El hermoso Nevado era digno de aquellas flores.
Dice la historia que cuando Nerón vino al mundo se vieron en el cielo nubes de color sangre y otras señales espantosas, lo mismo que al moverse contra Roma el formidable Atila. Tal así debieron verse en Venezuela en el cielo y en la tierra presagios siniestros cuando compareció en el escenario de la guerra a muerte el terrible Boves. Humillada su vandálica fiereza en el combate de Mosquiteros por el intrépido Campo Elías, vino a levantarse como un dragón infernal en la triste batalla de la Puerta, donde todo se perdió para la patria, menos la fe republicana y la perseverancia heroica de Bolívar, que logró salvarse de las garras de su feroz enemigo, acompañado de algunos de sus bravos tenientes, tomando la vía de Caracas con el alma desolada ante aquel inmenso desastre.
Meses antes, sobre el campo de Carabobo, donde habían sido derrotadas por completo las armas realistas, Nevado estuvo a punto de ser lanceado al precipitarse furioso sobre los caballos enemigos.
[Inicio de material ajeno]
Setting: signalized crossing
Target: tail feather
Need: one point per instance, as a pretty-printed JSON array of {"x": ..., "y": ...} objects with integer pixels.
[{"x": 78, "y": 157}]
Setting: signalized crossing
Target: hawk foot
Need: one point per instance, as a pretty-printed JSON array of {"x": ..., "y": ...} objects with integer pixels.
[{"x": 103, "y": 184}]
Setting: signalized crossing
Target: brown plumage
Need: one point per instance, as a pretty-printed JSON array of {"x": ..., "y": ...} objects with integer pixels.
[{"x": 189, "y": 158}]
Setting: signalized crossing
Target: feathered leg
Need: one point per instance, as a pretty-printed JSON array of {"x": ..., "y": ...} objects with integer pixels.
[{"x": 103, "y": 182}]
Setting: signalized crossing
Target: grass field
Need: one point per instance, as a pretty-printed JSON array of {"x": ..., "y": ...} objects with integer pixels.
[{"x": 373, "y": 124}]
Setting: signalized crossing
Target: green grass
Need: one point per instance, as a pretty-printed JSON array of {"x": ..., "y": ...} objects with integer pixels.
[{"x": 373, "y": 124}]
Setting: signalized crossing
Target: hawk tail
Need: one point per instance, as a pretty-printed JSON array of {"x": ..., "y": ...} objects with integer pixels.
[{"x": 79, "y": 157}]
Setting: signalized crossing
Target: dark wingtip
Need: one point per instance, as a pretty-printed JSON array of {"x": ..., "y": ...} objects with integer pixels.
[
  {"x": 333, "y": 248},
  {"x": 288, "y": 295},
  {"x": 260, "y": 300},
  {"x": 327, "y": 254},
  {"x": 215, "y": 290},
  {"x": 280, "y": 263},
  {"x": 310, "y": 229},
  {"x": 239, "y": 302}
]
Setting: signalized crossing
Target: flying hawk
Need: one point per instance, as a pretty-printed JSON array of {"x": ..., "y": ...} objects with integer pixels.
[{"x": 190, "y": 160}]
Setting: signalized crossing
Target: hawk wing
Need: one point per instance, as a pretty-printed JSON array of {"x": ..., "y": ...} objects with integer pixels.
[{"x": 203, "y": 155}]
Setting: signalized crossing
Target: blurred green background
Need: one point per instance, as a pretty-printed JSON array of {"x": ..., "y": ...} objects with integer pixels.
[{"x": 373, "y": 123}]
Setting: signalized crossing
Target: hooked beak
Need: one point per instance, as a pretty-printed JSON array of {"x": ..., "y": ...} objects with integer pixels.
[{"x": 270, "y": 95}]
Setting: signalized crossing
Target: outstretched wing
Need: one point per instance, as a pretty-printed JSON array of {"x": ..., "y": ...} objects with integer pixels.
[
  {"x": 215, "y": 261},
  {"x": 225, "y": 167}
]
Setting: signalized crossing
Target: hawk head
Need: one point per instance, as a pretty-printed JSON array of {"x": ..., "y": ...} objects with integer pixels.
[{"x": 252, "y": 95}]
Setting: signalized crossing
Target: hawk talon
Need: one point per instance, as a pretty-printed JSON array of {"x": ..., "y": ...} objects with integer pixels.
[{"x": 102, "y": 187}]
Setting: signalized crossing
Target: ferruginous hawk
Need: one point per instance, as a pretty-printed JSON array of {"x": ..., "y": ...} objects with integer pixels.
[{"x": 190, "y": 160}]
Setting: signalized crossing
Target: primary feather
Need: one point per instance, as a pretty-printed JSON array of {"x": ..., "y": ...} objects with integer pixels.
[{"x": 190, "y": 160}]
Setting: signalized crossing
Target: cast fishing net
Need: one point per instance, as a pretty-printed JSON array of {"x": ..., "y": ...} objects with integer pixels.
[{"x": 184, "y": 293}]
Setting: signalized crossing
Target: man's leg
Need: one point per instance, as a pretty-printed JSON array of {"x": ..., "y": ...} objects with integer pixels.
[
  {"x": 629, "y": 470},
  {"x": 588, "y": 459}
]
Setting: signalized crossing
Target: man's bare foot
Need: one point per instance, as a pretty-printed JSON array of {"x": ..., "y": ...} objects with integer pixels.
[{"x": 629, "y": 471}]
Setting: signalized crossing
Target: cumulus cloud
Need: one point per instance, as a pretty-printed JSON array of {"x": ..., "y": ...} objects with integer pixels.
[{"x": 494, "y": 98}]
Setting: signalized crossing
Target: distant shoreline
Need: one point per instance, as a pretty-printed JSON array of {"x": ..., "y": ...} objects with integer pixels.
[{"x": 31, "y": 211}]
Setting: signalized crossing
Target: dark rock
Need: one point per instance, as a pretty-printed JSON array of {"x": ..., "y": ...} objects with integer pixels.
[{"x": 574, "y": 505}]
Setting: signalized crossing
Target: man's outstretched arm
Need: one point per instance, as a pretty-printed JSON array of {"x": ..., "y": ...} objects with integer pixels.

El perro parecía perder el juicio a la vista del humo de la pólvora, del choque de las armas y los sangrientos escenas del combate.
Para prevenir este mal, ordenó Bolívar a Tinjacá que tuviese amarrado el perro en las acciones de armas; y esta orden, estrictamente obedecida, fue acaso su perdición en la Puerta, porque sus ladridos, escuchados desde muy lejos, orientaron a los perseguidores, y pronto descubrieron éstos a Tinjacá que huía siguiendo los pasos de Bolívar, pero entorpecido por el perro que iba amarrado a la cola del caballo.
El perro y su guardián fueron presentados a Boves como una presa inestimable. Hasta las filas realistas había llegado la fama del noble animal. En los labios de Boves apareció una sonrisa siniestra, y con la refinada malicia que lo caracterizaba se dirigió al atribulado indio, diciéndole:
—Has cambiado de amo, pero no de oficio. Te necesito para que me cuides el perro, y por eso te perdono la vida. Yo sé que no te atreverás a huir, porque él sería el primero en descubrirte hasta en las entrañas de la tierra.
Boves acarició a Nevado, seducido por su tamaño y rarísima pinta, pensando desde luego aprovecharse de su finísimo olfato para descubrir algún día el paradero de Bolívar y sus más allegados tenientes, a quienes el perro no podría olvidar en mucho tiempo.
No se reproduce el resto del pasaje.